The organizational Plaintiffs do not seek damages for breach of their cooperative agreements. Rather, they seek to set aside the Agency Suspension, Funding Suspension, and Funding Termination and, in so doing, to compel the Agency Defendants to fulfill their statutory obligations, including to fund resettlement programs “to the extent of available appropriations.” The organizational Plaintiffs have no adequate remedy in the U.S. Court of Federal Claims—not only because the Claims Court lacks the power to order the relief sought, but also because the USRAP cooperative agreements are not the sort of “money-mandating” contracts that are enforceable under the Tucker Act.
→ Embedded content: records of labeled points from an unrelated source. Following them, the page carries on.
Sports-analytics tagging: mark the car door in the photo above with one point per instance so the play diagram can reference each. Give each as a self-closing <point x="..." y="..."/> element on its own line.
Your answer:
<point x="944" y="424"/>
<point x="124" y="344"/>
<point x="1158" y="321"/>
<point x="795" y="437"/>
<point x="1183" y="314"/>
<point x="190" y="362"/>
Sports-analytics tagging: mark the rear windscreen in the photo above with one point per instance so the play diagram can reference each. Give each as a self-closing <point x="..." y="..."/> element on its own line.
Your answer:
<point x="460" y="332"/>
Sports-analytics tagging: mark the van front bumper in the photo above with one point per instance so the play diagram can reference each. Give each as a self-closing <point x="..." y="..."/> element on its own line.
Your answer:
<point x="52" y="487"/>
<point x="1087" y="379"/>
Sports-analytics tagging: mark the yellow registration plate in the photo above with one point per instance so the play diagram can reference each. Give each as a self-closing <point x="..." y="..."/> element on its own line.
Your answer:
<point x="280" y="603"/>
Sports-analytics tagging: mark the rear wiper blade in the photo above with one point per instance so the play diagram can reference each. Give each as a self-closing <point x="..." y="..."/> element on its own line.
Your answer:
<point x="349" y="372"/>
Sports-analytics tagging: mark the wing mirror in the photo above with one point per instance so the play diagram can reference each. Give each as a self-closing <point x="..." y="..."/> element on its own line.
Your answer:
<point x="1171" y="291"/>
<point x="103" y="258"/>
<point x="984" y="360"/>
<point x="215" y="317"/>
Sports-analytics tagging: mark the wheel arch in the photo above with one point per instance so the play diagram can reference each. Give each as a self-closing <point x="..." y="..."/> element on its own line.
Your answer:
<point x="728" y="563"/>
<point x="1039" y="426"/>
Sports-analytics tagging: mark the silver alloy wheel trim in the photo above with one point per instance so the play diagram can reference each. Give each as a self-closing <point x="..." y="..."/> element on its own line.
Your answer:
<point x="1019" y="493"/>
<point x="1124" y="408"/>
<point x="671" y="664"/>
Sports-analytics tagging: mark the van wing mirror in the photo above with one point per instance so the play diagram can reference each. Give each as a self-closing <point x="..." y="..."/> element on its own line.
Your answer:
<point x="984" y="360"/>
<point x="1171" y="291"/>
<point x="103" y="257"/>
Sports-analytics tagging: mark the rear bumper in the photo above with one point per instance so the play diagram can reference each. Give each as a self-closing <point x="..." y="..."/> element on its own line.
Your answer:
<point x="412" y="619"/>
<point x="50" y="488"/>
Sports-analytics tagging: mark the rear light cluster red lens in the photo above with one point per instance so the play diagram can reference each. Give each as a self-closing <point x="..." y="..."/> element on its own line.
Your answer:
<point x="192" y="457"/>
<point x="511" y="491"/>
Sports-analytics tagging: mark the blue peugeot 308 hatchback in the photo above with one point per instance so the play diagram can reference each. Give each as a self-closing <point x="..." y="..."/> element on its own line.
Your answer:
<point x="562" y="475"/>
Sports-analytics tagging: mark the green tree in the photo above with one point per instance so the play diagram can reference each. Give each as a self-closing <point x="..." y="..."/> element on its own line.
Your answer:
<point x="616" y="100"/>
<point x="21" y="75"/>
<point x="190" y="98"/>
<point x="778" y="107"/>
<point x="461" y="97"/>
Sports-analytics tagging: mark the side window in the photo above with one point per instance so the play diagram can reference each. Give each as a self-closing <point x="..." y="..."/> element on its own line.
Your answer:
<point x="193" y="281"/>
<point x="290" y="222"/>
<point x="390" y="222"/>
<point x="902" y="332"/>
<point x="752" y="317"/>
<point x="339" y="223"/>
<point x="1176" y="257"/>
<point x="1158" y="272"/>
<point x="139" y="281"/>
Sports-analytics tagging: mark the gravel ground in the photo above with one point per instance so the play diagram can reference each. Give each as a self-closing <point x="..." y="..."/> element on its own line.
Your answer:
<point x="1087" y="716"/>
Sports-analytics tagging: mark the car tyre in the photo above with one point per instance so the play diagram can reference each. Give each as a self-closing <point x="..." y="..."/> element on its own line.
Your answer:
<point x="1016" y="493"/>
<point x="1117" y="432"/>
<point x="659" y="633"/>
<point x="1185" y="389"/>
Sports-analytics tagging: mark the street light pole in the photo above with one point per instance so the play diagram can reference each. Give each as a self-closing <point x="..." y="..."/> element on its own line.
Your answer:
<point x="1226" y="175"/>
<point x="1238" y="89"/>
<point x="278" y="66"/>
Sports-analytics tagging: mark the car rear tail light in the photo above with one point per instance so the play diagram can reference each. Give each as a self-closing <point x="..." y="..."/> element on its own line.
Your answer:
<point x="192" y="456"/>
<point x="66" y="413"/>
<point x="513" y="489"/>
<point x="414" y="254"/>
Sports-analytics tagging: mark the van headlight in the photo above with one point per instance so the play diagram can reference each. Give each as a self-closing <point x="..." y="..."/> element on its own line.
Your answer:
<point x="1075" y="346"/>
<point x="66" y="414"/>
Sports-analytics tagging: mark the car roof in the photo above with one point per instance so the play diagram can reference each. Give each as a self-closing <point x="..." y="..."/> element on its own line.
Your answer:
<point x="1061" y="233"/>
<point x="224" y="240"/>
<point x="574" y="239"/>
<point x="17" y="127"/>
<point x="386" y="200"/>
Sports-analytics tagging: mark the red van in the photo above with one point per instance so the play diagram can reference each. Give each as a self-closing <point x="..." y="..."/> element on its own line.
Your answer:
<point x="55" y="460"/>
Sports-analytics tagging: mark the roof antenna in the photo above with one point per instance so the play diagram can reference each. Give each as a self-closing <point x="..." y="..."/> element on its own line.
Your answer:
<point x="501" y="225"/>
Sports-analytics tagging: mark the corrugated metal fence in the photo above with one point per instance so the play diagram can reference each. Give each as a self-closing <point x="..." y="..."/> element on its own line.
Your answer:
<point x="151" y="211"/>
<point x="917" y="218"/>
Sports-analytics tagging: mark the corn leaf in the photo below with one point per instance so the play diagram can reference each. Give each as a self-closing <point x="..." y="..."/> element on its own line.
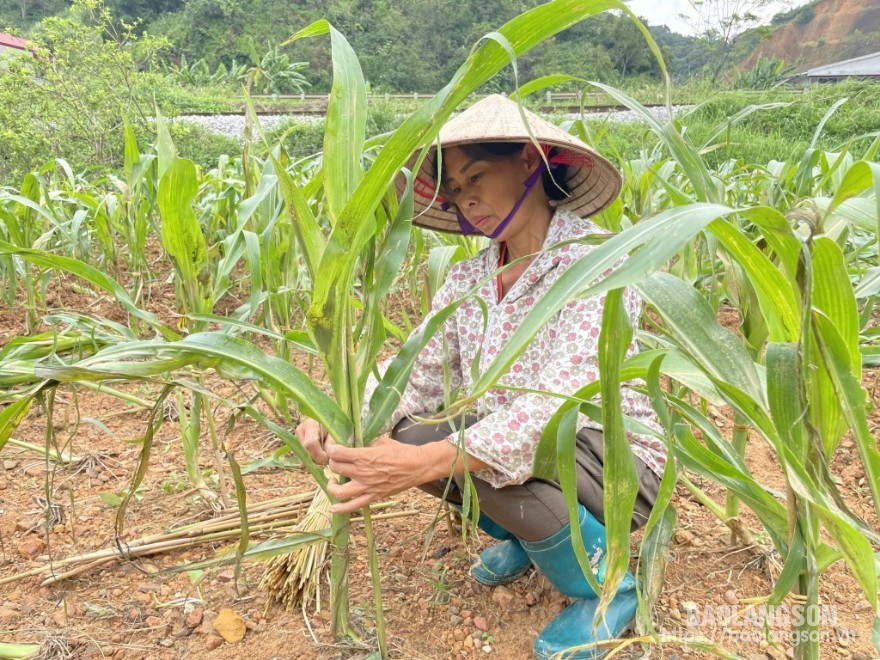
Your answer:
<point x="621" y="483"/>
<point x="90" y="274"/>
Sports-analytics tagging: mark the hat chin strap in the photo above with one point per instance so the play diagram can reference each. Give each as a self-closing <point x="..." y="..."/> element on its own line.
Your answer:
<point x="467" y="228"/>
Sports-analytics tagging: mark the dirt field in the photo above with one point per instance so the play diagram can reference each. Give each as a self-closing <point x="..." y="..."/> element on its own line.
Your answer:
<point x="434" y="610"/>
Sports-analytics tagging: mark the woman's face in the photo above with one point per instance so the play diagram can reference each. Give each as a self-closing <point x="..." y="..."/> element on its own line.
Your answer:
<point x="485" y="191"/>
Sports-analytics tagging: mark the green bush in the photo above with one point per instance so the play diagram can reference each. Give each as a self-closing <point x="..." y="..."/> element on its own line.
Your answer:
<point x="73" y="99"/>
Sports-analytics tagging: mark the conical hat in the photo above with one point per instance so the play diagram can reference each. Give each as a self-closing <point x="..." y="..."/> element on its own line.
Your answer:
<point x="592" y="180"/>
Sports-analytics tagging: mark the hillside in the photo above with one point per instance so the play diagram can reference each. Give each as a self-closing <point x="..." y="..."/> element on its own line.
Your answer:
<point x="823" y="32"/>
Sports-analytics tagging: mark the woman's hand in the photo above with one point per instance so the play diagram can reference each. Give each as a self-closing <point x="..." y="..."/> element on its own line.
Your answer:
<point x="312" y="436"/>
<point x="385" y="468"/>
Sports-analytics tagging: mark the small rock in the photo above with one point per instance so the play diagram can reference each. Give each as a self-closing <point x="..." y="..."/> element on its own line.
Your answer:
<point x="35" y="470"/>
<point x="31" y="548"/>
<point x="194" y="618"/>
<point x="503" y="596"/>
<point x="230" y="626"/>
<point x="7" y="616"/>
<point x="684" y="537"/>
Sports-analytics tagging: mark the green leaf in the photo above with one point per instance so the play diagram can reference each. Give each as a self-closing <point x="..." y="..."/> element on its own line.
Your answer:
<point x="852" y="399"/>
<point x="387" y="394"/>
<point x="90" y="274"/>
<point x="620" y="477"/>
<point x="182" y="236"/>
<point x="776" y="297"/>
<point x="305" y="226"/>
<point x="784" y="382"/>
<point x="694" y="325"/>
<point x="11" y="416"/>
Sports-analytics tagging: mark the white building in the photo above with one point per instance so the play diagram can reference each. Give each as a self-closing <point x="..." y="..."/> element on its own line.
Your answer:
<point x="866" y="66"/>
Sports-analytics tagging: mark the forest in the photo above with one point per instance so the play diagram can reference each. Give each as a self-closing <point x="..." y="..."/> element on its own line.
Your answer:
<point x="175" y="300"/>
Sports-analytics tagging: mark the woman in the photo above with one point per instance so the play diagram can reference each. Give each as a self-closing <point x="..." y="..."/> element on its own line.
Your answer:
<point x="493" y="180"/>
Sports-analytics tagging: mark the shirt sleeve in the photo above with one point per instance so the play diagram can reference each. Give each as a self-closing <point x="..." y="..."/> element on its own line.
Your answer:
<point x="507" y="438"/>
<point x="437" y="369"/>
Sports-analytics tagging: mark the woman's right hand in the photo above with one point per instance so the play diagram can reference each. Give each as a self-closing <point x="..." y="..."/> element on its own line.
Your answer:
<point x="312" y="436"/>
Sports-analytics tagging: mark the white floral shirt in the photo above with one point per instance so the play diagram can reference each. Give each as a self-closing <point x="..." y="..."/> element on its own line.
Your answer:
<point x="562" y="357"/>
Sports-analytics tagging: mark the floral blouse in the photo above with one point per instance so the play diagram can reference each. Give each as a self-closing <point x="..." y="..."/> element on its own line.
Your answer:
<point x="562" y="357"/>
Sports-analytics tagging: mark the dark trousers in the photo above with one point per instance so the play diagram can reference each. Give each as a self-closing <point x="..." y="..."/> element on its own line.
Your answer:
<point x="536" y="509"/>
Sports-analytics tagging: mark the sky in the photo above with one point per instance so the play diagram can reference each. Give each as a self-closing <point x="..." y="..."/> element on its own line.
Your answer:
<point x="665" y="12"/>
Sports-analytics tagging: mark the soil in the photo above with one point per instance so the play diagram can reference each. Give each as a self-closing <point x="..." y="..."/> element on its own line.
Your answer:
<point x="830" y="36"/>
<point x="136" y="609"/>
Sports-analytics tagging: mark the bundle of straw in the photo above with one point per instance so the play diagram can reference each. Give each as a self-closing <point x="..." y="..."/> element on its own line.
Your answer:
<point x="294" y="579"/>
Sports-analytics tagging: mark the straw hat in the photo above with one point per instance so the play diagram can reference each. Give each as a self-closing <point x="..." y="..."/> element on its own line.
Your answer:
<point x="592" y="180"/>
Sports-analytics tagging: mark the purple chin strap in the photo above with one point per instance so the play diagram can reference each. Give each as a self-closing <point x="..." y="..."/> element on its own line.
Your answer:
<point x="467" y="228"/>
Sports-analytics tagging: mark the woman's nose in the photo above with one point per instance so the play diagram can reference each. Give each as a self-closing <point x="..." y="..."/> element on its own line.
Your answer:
<point x="468" y="198"/>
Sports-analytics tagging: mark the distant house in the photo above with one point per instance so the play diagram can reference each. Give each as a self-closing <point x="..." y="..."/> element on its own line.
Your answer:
<point x="866" y="66"/>
<point x="10" y="44"/>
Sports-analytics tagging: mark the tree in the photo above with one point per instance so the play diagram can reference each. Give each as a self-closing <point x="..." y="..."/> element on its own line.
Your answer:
<point x="719" y="22"/>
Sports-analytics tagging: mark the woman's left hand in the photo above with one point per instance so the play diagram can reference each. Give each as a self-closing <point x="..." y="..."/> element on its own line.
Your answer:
<point x="384" y="468"/>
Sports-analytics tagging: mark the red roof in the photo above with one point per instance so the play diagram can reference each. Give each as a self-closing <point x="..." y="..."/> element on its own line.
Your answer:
<point x="12" y="42"/>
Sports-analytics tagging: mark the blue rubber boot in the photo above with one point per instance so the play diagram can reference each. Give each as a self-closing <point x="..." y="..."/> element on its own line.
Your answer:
<point x="502" y="563"/>
<point x="555" y="557"/>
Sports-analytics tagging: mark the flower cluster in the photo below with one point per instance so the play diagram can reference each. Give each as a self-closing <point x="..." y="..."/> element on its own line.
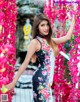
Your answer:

On the Trump administration’s broader argument that the plaintiffs failed to state a claim, the court delves into the facts a bit. And here, the judge gives the clearest indication of where the case is heading.

“This Court has already found that the complete, indefinite suspension of USRAP—the program by which the Government fulfills its statutory duties under the Refugee Act—countermands not only the INA statutory provisions discussed above but also the considered policy judgments of Congress,” Whitehead goes on. “When the President, through the USRAP EO, effectively subordinated this Congressional policy interest in refugee resettlement to countervailing Executive policy interests in, among other things, ‘appropriate assimilation’ he impermissibly ‘countermand[ed] Congress’s considered policy judgment.'”

Notably, Whitehead also stakes out a strong vision of judicial autonomy independent from the executive branch – by way of a direct response to an argument by DOJ lawyers that courts cannot enjoin the president.

Yes, and no, the court replied.

“It is true that courts generally lack authority to enjoin the President in the performance of official duties,” the second order goes on. “But Plaintiffs do not seek such relief. The only relief that Plaintiffs seek against the President himself is a declaratory judgment that the USRAP [executive order] is ultra vires. As the Court explained when issuing its First Injunction, district courts have jurisdiction to declare executive orders unlawful and to enjoin sub-Presidential Executive Branch officials from carrying out unlawful orders Because Plaintiffs seek only declaratory relief against the President, the Court declines to dismiss their claims against him.”